Russian writer Alexander Kuprin (1870-1938) based his 1905 novel The Duel on his experience in the Russian infantry where he spent four years in a provincial outpost in the Ukraine.
I’m guessing he didn’t have a very good time.
Kuprin was drummed out of the infantry after an altercation with a local police officer over an insult. He then turned full-time to writing. Living in Kiev as a successful author, he became part of Lenin’s circle but broke with him when he refused to back a workers newspaper Kuprin wanted to start. Later, Kuprin fled Russia after joining a counter-revolutionary group in 1919 and did not return until 1937 when he was given a hero’s welcome.
I imagine most people whose lives spanned the 19th and the 20th century the way Kuprin’s did have equally dramatic stories to tell.
The depiction of life among infantry officers in The Duel reminded me of Joseph Heller’s novel Catch 22. While it’s not a straight-out comedy the way Catch 22 is there is a similar sense of humor running through-out The Duel, an exhausted, disbelieving sense of bewilderment that what happens in the course of military life is really happening at all. At times the events and characters in The Duel can be a bit hard to believe. What’s happening is so outrageous, so unjust, that our desire for it not to be true starts to force us to disbelieve it can be true.
The most stunning outrage to me was the way the Russian infantry officers abused the men in their charge. Soldiers were forced to give money to their superiors, to buy them drinks on a regular basis. If they didn’t, then they would not be given the “voluntary” positions which paid the small bonuses that made life in the Russian military affordable. Soldiers who could not afford to buy new uniforms on a regular basis simply wore uniforms until they wore out completely. Any man who complained or who didn’t measure up was beaten by his superiors, sometimes until he had to be treated by the company doctors.
It’s little wonder so many of them were ready to join the revolution when it came.
Life is better for the officers and their wives but not by much. In this long passage describing the main characters Romashov’s duty as master of ceremonies at an officers’ dance Alexander Kuprin manages to sum up life among the infantry officers and their wives in provincial outposts:
Little by little, the women began to arrive. A year earlier Romashov had loved these minutes before the ball began, when in his capacity as master of ceremonies, he greeted the women as they passed through the entrance hall.

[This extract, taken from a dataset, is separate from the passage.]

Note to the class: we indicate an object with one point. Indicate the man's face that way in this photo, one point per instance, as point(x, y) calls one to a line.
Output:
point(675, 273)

How secretive and charming they had seemed to him, as, excited by the lights, music, and the promise of dancing, they cast off their bonnets, boas and fur coats in a whirl of happy activity. Along with their laughter and chatter they brought a smell of frost, perfume, powder, and kid gloves into the narrow entry hall: the elusive, deeply moving odor of a beautiful and well-dressed woman before a ball. How sparkling and love-drunk their eyes looked in the mirror, as they briskly adjusted their hair! What music their rustling skirts made! How wonderful it felt to touch their small hands, their scarves, their fans!….

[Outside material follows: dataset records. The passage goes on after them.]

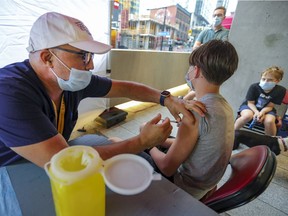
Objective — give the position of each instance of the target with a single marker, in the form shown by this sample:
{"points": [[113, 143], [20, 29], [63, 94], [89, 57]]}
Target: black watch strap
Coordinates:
{"points": [[163, 96]]}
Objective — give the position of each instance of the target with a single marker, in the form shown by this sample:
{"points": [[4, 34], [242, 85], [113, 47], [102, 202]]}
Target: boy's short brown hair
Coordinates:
{"points": [[275, 71], [217, 59]]}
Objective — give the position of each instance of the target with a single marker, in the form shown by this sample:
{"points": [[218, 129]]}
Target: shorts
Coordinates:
{"points": [[244, 106]]}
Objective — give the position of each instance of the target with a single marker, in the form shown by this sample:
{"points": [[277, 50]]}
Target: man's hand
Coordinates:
{"points": [[154, 132], [177, 106]]}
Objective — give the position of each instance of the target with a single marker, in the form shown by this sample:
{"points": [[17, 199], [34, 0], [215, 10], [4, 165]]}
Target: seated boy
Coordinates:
{"points": [[197, 158], [260, 100]]}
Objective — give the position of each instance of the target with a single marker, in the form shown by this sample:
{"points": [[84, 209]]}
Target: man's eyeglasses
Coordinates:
{"points": [[218, 15], [86, 56]]}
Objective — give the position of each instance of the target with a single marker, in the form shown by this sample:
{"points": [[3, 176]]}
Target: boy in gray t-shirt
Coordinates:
{"points": [[197, 158]]}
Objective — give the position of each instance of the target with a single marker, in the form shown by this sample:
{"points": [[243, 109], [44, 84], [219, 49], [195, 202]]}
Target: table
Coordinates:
{"points": [[33, 192]]}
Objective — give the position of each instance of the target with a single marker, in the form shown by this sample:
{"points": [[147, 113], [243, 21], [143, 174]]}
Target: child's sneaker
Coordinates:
{"points": [[284, 141]]}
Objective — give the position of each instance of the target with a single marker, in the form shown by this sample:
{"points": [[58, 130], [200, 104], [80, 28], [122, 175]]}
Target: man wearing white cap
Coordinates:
{"points": [[39, 97]]}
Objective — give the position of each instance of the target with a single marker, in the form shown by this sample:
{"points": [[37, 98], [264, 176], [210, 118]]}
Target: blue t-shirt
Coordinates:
{"points": [[26, 112], [262, 99]]}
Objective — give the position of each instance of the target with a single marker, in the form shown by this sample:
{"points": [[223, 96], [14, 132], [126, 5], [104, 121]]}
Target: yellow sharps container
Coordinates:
{"points": [[77, 184]]}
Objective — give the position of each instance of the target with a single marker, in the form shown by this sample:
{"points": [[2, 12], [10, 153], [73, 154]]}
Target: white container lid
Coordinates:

By now, however, this delight had vanished, and Romashov knew it wasn’t coming back. These days he understood, with no small amount of shame, that much of that charm had been lifted from bad French novels, in which heroes with names like Gustav and Arman were invariable making the same pass through the vestibules of this or that Russian embassy ball. Likewise he knew that, year after year, if they thought the night was going to be particularly splendid, the women of the regiment hauled out the same “chic” dress, and scrubbed their gloves with benzene, in a pitiful attempt to gussy it up. Their shared passion for scarves, oversized fake jewelry, feathers, and too many ribbons seemed funny and pretentious to him: evidence of a kind of ragged, tasteless, homegrown luxuriousness. They put on greasy-looking ceruse and blush, but the effect was clumsy and crudely naive; their faces were shadowed an ominous blue color. But the most disgusting thing of all for Romashov was the fact that he, like everyone else in the regiment, was privy to the secret history of each dress and ball, down to the last coquettish remark. He knew what all these efforts were hiding; the pitiful poverty, the pains, artfulness, scandals, the reciprocated hatred, the slavish provincial game of good manners, and finally, the boring insipid liaisons…..

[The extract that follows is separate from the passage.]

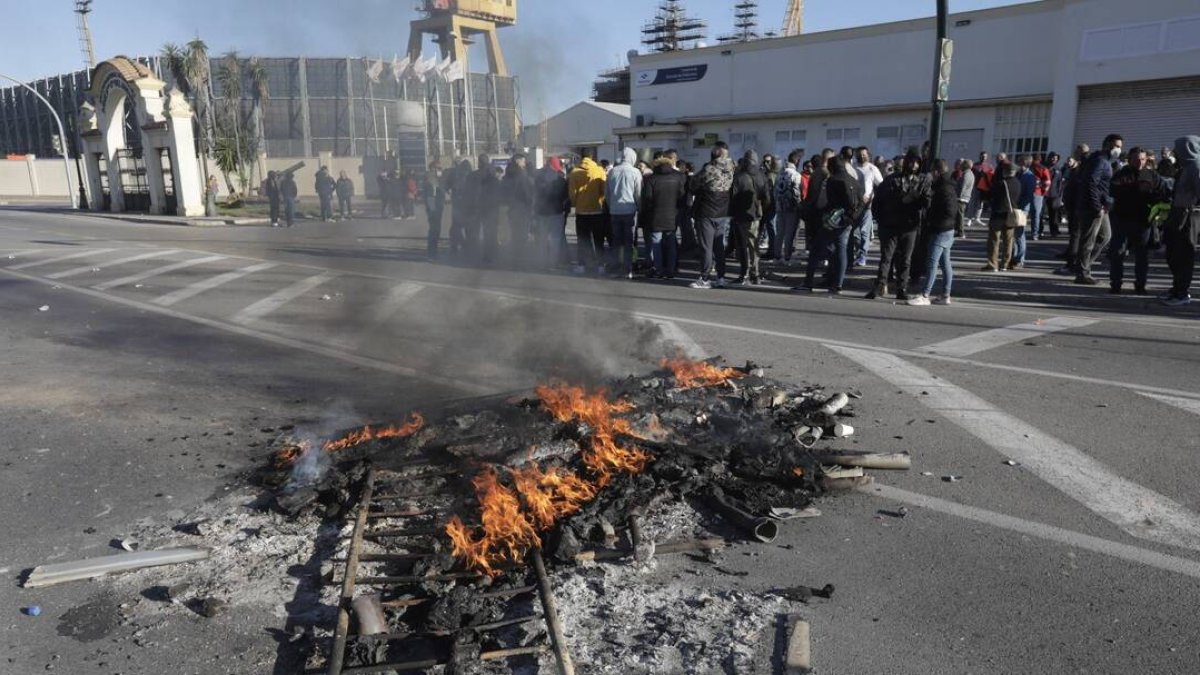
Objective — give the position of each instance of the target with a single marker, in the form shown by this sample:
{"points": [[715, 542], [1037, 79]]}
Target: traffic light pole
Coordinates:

(I loved those two paragraphs. While I can’t say The Duel is the best book I’ve read in some time, those are the two best paragraphs I’ve read in a long time. They are why The Duel is my new favorite book.)
This view of things that once were attractive having lost their lustre recurs in The Duel. It basically sums up the narrator’s view of life in the Russian army and by extension in Russia in general. There’s a sense that everything has passed its prime, long passed in many cases.
Towards the end, Romashov is finally faced with participating in an actual duel. What surprised me most about this is that the duel is a sentence handed down by a court of officers. After Romashov is accused by another of ruining his reputation, the court of officers reviews the case and sentences the two men to a duel. Whether or not each will participate or resign their commission in disgrace makes up the final chapters of the novel.
I won’t divulge what happens, but we are talking about a Russian novel so you can probably guess.
I’m keeping all of my Art of the Novella editions in a small but growing collection. Alexander Kuprin’s The Duel is one that I plan on reading again someday.